Apropos...Lewe ramię mocuje się identycznie jak Shimano HII, tj najpierw kasując luz na korbie poprzez dokręcenie plastikowej kontry M15, później wkręcając równomiernie dwie śruby M6 na końcu ramienia. Prowheel dostarcza w komplecie specjalny klucz do plastikowej śruby M15 - gniazdo jest bowiem w kształcie logo producenta. Radzę zatem nie zgubić go i trzymać pod kluczem. W przeciwnym wypadku będzie rzeźba :) :).

ProWheel Raid Fat Test 1Podczas regulacji wysokości i wychylenia przedniego mechanizmu okazuje się, że zewnętrzna płytka klatki ociera o akrylową osłonę i nie można prawidłowo ustawić położenia przedniej zmieniarki. Grrrrr!!!. Tego nie lubię...Rozwiązania są co najmniej trzy - pozbyć się transparentnej osłony, podnieść znacznie wyżej mechanizm przerzutk, lub pilnikiem albo na szlifierce usunąć zbędne milimetry materiału. Z braku czasu zastosowałem hybrydowe rozwiązanie - żaden powód do chwały, ale generalnie działa.

Montażowy kłopot oraz organoleptyczny test potwierdzają, że dwurzędowa korba jest tak naprawdę zmodyfikowaną trzyrzędową, zwykłą korbą MTB, w której pozbyto się największego blatu oraz dołożono dłuższą oś pod suport fat. Dowodem są także same zębatki, na których wytłoczona jest informacja o ilości zębów: 22-32-44T. To pierwszy poważny zarzut, bo przekłada się to automatycznie na regulacyjną zabawę oraz również na Q-factor i zapewne linię łańcucha. Niestety pomiar tego parametru wskazuje niemal maksymalny wymiar kary - 221mm. Szkoda, szkoda - liczyłem na mniej.

A może jednak nie będzie greckiej tragedii i Prowheel sprawdzi się w boju?

JAZDA UŁAŃSKA:

....Kręci się gładko jak pupa niemowlaka..nie do rymu i nie do taktu. Nie mogę nic zarzucić. No i jest całkiem sztywna, sztywniejsza niż moja kuśka, oraz korba na kwadrat, która miałem poprzednio.
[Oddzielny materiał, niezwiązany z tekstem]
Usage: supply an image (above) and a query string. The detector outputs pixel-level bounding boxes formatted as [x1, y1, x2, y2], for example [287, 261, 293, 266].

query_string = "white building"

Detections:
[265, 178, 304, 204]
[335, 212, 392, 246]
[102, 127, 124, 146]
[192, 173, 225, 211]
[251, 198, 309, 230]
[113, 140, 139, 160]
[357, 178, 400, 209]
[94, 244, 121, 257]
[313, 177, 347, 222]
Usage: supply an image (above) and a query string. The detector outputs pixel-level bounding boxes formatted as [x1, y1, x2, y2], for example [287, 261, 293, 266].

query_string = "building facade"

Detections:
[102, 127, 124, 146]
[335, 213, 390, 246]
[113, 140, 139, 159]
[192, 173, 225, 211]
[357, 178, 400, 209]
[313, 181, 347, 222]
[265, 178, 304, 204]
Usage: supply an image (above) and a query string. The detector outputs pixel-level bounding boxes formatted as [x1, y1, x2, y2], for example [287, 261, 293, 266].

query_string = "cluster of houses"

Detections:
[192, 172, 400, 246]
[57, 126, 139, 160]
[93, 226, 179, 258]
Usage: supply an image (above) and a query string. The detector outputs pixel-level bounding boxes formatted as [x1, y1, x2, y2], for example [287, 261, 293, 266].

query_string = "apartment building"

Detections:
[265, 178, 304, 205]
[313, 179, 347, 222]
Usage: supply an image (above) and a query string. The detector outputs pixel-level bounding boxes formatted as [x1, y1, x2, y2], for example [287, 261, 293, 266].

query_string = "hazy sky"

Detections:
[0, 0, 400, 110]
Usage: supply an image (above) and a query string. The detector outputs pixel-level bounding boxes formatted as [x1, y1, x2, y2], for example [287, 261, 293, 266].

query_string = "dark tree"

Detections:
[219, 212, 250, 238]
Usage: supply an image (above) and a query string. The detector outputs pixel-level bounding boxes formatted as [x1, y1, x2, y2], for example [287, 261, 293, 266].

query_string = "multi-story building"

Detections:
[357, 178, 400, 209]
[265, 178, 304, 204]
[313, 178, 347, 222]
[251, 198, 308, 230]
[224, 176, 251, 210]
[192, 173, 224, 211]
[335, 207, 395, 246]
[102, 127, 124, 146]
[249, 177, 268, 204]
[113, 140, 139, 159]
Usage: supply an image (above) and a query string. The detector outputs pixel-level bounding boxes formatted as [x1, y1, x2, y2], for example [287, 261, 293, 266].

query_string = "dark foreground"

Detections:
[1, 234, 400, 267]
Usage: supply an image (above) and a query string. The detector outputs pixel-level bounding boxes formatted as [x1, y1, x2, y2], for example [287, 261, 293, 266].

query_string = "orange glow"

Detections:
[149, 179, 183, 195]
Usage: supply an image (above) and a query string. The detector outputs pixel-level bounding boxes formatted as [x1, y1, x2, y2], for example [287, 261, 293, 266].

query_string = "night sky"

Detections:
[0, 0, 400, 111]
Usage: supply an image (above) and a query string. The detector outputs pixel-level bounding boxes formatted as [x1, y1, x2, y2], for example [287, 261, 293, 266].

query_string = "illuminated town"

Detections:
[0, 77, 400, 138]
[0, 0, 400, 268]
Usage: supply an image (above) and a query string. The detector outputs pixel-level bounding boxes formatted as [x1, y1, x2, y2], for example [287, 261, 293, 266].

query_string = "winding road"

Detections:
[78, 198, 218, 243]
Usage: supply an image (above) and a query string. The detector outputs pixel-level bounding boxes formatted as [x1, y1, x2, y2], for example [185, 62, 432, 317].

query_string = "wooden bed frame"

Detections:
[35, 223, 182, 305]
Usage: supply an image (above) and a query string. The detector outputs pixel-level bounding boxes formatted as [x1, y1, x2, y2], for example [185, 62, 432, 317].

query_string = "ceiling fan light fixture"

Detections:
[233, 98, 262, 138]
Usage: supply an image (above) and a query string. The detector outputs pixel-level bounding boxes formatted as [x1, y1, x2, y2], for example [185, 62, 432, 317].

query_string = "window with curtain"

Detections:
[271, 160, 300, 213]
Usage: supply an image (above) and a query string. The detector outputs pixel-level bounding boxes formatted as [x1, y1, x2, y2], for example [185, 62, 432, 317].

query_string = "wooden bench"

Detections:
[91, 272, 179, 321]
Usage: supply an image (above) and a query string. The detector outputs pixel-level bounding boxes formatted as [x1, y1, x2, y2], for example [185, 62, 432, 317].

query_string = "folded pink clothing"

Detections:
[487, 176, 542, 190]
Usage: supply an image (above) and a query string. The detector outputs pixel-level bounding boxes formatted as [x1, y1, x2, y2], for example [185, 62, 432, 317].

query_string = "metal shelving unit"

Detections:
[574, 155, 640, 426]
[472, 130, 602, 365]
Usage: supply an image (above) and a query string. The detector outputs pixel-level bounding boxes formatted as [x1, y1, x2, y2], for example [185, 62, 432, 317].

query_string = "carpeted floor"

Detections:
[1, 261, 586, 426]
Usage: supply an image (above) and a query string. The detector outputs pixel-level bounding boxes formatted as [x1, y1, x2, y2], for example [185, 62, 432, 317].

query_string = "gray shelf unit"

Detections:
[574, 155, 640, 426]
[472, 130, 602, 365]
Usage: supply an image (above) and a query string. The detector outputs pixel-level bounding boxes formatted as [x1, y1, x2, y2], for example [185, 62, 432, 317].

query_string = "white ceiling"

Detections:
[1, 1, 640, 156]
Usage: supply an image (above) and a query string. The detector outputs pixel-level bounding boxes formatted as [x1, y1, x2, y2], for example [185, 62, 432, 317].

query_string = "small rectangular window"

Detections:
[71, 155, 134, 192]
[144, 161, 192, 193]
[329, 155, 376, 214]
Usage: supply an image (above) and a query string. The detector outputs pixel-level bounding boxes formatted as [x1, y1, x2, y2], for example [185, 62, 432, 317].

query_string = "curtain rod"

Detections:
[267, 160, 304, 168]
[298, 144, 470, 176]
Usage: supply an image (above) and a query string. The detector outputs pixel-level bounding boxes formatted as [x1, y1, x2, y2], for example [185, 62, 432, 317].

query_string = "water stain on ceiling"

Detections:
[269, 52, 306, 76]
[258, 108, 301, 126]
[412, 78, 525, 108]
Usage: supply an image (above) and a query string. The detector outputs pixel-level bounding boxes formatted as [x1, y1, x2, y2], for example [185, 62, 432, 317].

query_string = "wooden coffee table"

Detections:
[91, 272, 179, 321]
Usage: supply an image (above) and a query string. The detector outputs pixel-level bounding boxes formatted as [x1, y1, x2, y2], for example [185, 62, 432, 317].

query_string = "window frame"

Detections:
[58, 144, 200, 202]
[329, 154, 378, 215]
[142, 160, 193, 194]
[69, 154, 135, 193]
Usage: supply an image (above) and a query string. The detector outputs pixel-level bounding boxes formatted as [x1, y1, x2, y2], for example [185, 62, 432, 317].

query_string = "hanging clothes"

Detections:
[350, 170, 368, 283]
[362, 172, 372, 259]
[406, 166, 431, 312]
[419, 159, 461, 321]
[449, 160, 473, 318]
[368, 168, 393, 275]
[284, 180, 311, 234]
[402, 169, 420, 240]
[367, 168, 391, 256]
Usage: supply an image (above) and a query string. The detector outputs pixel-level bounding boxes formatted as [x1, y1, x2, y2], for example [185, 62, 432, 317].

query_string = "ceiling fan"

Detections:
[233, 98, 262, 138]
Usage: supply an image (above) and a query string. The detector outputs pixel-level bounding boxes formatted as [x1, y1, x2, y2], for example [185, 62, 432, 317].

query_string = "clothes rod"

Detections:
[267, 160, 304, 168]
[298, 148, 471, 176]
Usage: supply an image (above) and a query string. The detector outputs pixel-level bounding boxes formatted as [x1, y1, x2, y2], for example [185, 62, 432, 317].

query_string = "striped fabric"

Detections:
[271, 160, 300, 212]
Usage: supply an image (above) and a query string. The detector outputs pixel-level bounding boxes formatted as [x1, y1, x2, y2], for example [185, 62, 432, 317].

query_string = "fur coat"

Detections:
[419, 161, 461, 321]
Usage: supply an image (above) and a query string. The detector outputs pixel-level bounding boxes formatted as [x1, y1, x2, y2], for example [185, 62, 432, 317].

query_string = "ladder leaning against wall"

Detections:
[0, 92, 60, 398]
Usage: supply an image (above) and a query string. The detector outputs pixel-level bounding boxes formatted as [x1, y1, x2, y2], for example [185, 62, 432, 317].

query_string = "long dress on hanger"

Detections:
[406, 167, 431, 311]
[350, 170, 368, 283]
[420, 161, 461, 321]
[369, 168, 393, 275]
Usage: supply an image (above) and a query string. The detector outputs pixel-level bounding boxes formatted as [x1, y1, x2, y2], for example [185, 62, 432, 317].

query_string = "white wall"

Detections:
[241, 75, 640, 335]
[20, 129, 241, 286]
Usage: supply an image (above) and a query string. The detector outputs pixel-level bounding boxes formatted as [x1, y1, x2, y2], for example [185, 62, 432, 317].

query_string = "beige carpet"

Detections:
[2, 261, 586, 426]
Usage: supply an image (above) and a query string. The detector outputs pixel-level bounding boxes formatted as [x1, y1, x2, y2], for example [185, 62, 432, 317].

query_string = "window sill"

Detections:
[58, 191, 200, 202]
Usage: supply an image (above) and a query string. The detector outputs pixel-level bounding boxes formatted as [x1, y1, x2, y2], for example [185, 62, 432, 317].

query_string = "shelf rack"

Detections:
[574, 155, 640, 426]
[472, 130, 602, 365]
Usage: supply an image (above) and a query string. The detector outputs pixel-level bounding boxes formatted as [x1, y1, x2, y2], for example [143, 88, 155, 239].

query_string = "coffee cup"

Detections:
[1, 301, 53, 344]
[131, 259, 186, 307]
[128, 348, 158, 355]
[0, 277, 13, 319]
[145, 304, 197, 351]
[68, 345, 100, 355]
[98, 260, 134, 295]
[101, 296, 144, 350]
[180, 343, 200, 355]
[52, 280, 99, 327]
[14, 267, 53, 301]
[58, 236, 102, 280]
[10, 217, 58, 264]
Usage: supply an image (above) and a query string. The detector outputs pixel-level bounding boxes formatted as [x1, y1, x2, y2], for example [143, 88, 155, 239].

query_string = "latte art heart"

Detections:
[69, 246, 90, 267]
Ale nie jest idealnie sztywna, co objawa się przy naprawdę mocnym huśtaniu na boki, gdy akrylowy rockring ociera o blachę przedniej zmieniarki (jak napisałem wyżej, nie miałem czasu na poważne i dokładnie frezowanie jego wewnętrznej krawędzi).

Zmiana biegów jest zadowalająca. Choć gdyby szukać dziury w całym, to łańcuch zdecydowanie lepiej jest zaciągany na "blat" niż chce z niego spadać, zwłaszcza pod obciążeniem zdarzają się momenty, gdzie przydałoby się lepsze wspomaganie - rampy i wytłoczenia są moim zdaniem za mało skuteczne i nie jest to raczej wina przedniej zmieniarki.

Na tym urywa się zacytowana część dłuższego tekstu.